The scientists followed close to 1,000 men and women in England, who were born in March 1946, throughout their adulthood. Those who ate more fruits, vegetables and whole-grain cereals — and fewer highly processed foods — throughout adulthood did better on three tests of physical function in their early 60s than those with less healthy eating habits.
The study also found that those whose eating habits improved during adulthood did better on two of the tests, chair rise speed and standing balance time. The third test was timed up-and-go speeds.
“Improving the quality of your diet can have a beneficial effect on health, whatever your age,” said study author Sian Robinson, a professor of nutritional epidemiology at the University of Southampton.

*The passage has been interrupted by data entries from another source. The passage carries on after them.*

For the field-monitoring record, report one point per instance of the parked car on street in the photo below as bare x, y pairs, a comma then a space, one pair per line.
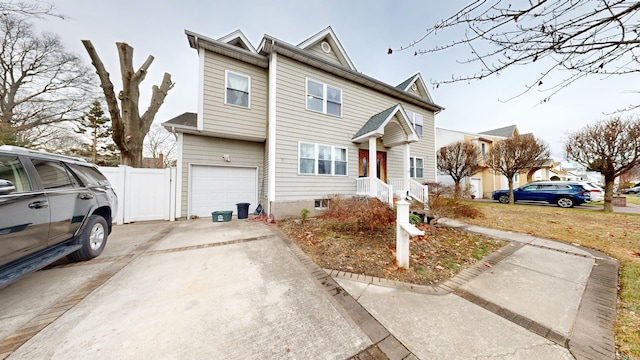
51, 206
565, 194
633, 190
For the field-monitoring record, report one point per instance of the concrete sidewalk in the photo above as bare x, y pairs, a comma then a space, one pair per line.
535, 299
242, 290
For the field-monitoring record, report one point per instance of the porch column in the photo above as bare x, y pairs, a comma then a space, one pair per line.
406, 167
373, 167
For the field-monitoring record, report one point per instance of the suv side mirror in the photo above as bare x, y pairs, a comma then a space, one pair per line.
6, 187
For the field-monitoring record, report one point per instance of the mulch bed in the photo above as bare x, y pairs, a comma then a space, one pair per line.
433, 259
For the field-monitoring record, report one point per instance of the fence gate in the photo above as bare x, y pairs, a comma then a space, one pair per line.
143, 194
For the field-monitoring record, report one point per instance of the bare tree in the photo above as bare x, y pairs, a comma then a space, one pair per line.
160, 141
28, 9
98, 128
129, 127
610, 147
582, 37
40, 83
458, 160
512, 155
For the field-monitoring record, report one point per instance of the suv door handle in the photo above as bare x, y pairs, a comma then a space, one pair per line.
41, 204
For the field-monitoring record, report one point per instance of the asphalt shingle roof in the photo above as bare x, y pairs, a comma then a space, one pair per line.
375, 121
187, 119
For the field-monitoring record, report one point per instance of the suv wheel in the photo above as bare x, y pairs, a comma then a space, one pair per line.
93, 239
565, 202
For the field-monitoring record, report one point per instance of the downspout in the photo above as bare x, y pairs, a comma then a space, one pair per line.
273, 64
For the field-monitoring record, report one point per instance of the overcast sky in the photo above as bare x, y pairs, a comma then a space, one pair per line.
366, 30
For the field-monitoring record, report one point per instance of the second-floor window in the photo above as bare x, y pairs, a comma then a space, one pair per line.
237, 92
416, 167
318, 159
324, 98
416, 120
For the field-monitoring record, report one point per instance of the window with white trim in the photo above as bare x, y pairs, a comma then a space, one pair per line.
416, 167
416, 120
237, 89
324, 98
318, 159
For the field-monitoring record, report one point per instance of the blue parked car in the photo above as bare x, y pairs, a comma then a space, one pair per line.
565, 194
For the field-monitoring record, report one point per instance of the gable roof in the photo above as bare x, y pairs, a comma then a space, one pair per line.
375, 125
237, 38
507, 131
271, 44
330, 37
421, 87
186, 120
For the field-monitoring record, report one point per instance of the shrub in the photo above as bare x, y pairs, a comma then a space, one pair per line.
304, 213
415, 219
357, 213
442, 203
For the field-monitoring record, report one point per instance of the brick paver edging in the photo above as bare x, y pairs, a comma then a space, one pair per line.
12, 342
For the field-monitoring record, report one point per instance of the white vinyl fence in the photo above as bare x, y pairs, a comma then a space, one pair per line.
143, 194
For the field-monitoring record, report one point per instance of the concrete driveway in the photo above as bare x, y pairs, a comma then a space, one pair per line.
178, 290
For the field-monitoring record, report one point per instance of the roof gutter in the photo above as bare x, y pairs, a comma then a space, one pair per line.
271, 44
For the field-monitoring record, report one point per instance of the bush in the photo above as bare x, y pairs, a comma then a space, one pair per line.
442, 203
415, 219
357, 214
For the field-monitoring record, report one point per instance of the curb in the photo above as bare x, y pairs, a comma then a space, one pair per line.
592, 336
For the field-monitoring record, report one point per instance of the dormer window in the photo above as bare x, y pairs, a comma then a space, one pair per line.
237, 92
416, 120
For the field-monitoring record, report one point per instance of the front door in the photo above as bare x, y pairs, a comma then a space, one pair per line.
364, 166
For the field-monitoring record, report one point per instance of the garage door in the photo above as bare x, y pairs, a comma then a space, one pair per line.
219, 188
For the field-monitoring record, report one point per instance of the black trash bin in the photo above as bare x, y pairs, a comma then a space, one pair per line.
243, 210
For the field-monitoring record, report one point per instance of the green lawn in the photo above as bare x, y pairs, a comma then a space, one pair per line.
615, 234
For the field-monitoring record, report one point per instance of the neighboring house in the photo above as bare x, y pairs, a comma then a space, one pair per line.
289, 126
482, 183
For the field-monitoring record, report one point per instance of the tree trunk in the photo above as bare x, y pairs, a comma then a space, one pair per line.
608, 194
129, 128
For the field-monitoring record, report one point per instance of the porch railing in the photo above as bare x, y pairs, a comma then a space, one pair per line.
382, 191
419, 191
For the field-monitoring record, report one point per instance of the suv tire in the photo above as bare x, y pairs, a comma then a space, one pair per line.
565, 202
93, 239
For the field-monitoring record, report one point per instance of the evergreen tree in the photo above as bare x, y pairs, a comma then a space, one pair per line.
98, 128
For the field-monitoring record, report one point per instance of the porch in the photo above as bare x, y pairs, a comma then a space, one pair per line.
374, 187
387, 130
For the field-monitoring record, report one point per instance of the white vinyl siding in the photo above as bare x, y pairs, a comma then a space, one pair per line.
227, 121
238, 89
416, 167
359, 104
324, 98
317, 159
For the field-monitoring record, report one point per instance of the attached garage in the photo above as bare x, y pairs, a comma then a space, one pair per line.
220, 188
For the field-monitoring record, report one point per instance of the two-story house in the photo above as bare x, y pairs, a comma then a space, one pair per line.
486, 181
287, 126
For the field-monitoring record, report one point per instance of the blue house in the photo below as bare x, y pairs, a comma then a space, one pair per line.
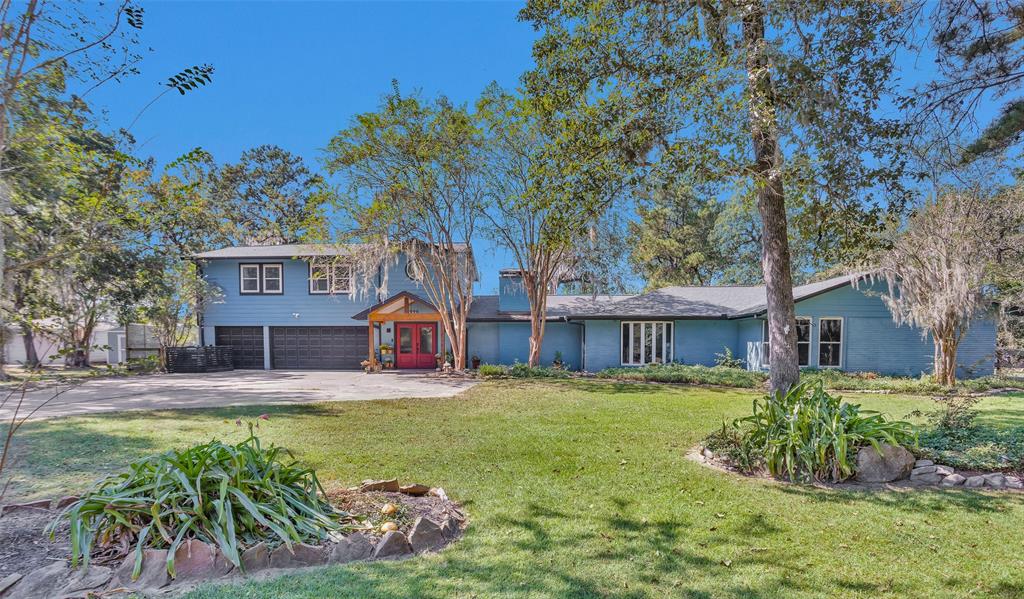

“However, this study suggests that making good dietary choices throughout adulthood — by cutting down on highly processed foods and incorporating more fruit, vegetables and whole grains into your diet — can have a significant beneficial effect on strength and physical performance later in life, helping to ensure a much healthier old age,” Robinson said in a university news release.
The study was published recently in The Journals of Gerontology: Series A.
While the study didn’t prove cause and effect, Cyrus Cooper, director of the university’s Medical Research Council Lifecourse Epidemiology Unit, said, “The link between dietary patterns and frailty in older people will open the door to effective interventions against the age-related decline in musculoskeletal function, which is such a growing cause of disability in aging populations worldwide.”